Nel mondo dei Motorfreakers
ogni individuo è specie a sé, diverso dall’altro nella forma, ma quasi
mai nelle passioni e negli amori. Insomma, la mostruosità dei Motorfreakers
non è mai intesa come la si intende nel lato noioso della realtà (sì,
il nostro), ossia come discrimine per la divisione, anzi lì tra quei
paesaggi metallici la diversità è l’unica “forma” concepita come
positiva, arricchente, quasi a dire che più robe strane hai addosso, più
avventure e possibilità puoi avere! Mostruosità e grazia qui non sono
nemiche; qui l’unico nemico è la routine, la banale normalità.
Vedete?
Nei fumetti di Giampo ci sono molte, molte più cose di quanto le sue
tavole strapiene possano far immaginare a una prima, distratta occhiata.
Il volume contiene le dettagliate presentazioni dei personaggi, l’indispensabile Kustom Dictionary, le Leggende della customizzazione e un sacco di altre storie da guardare, prima ancora che leggere.

Qualcuno
lì fuori – spero pochi/e - si sta grattando il naso pensando che le
anatomie dei personaggi di Giampo non sono esattamente michelangiolesche
e che la prospettiva non è proprio leonardiana. Ok, è così. D’altronde “non tutti i gusti sono alla menta” ecc. ecc. e personalmente ciò che apprezzo di più in questi fumetti è lo stile
e Giampo di stile a mio parere ne ha a pacchi, uno stile unico, per
altro, che nutre la fantasia di parecchi/e appassionati/e. L’autore col
suo tratto non esattamente “lieve” né “preciso”, riesce a raccontare
proprio ciò che vuole e che gli piace, riesce a comunicare a chi ama i
suoi fumetti delle buone, sane vibrazioni positive. Riesce,
addirittura, a far sognare un ormai anzianotto ex-motociclista (giusto
per un paio di stagioni, eh!) e a fargli desiderare di riavere anche
solo per un giorno la sua vecchia Ducati Scrambler 350…

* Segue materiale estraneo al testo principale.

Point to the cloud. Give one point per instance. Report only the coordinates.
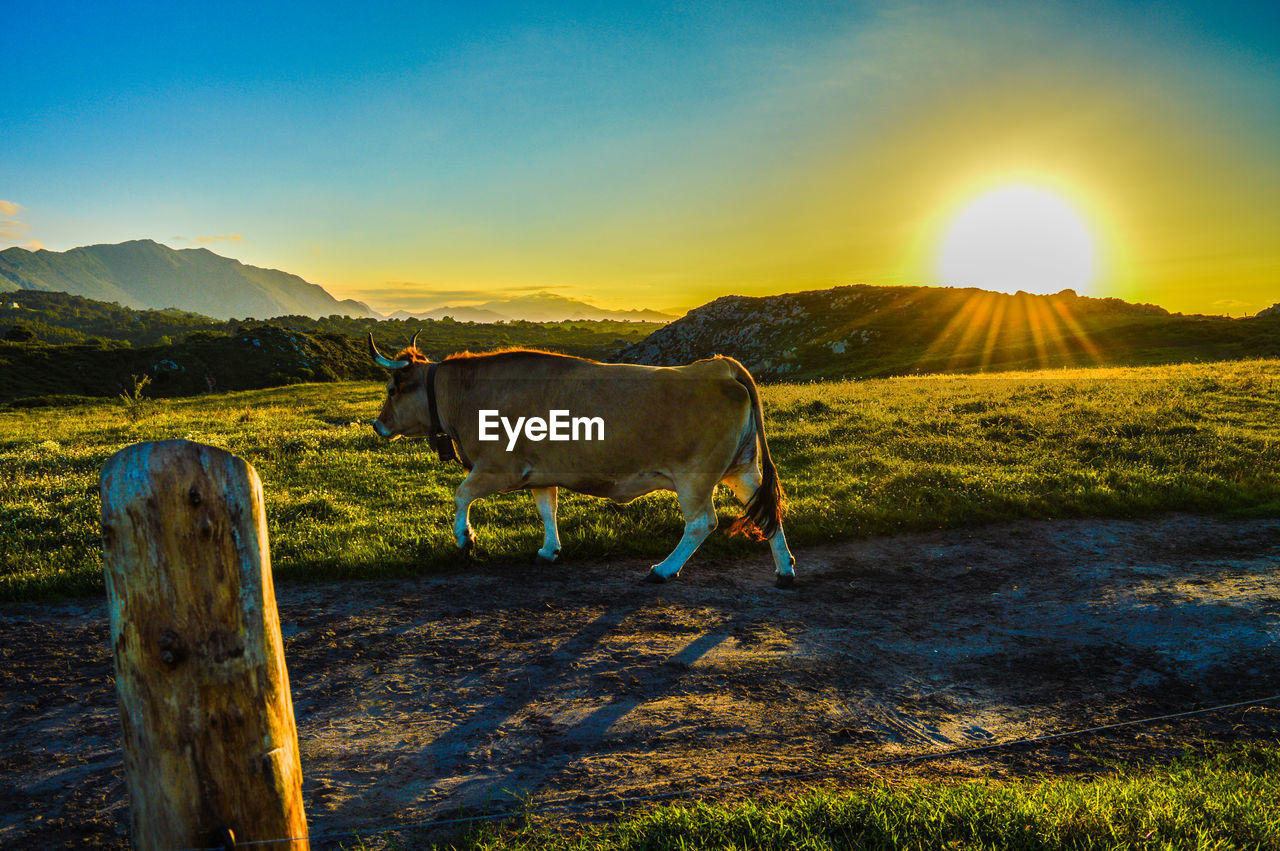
(10, 229)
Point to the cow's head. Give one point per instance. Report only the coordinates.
(405, 412)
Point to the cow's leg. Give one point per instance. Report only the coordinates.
(545, 501)
(744, 486)
(476, 485)
(695, 504)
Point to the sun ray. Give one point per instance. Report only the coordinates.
(1077, 330)
(993, 333)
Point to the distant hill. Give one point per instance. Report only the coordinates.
(144, 274)
(535, 307)
(863, 330)
(59, 344)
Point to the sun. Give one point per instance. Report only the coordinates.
(1019, 237)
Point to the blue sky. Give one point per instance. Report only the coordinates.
(647, 155)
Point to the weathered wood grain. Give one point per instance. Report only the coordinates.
(208, 721)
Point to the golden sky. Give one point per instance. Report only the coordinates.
(657, 156)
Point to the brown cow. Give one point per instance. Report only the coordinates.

Infine: Giampo Coppa è stato negli Anni 80 il cantante, di una delle migliori punk-band italiane, gli Stinky Rats. Niente gloria e denaro per loro, “solo” un posto privilegiato nel cuore di ogni vecchio punk del pianeta.
Vai
così Giampo, in attesa di qualsiasi altro fumetto tu voglia regalare a
questo lato della Dimensione Cosmica cui ogni cosa appartiene!
(…e soprattutto in attesa che Stinky Eliminator venga a dispensare un po’ di sana giustizia a questo marcio mondo!)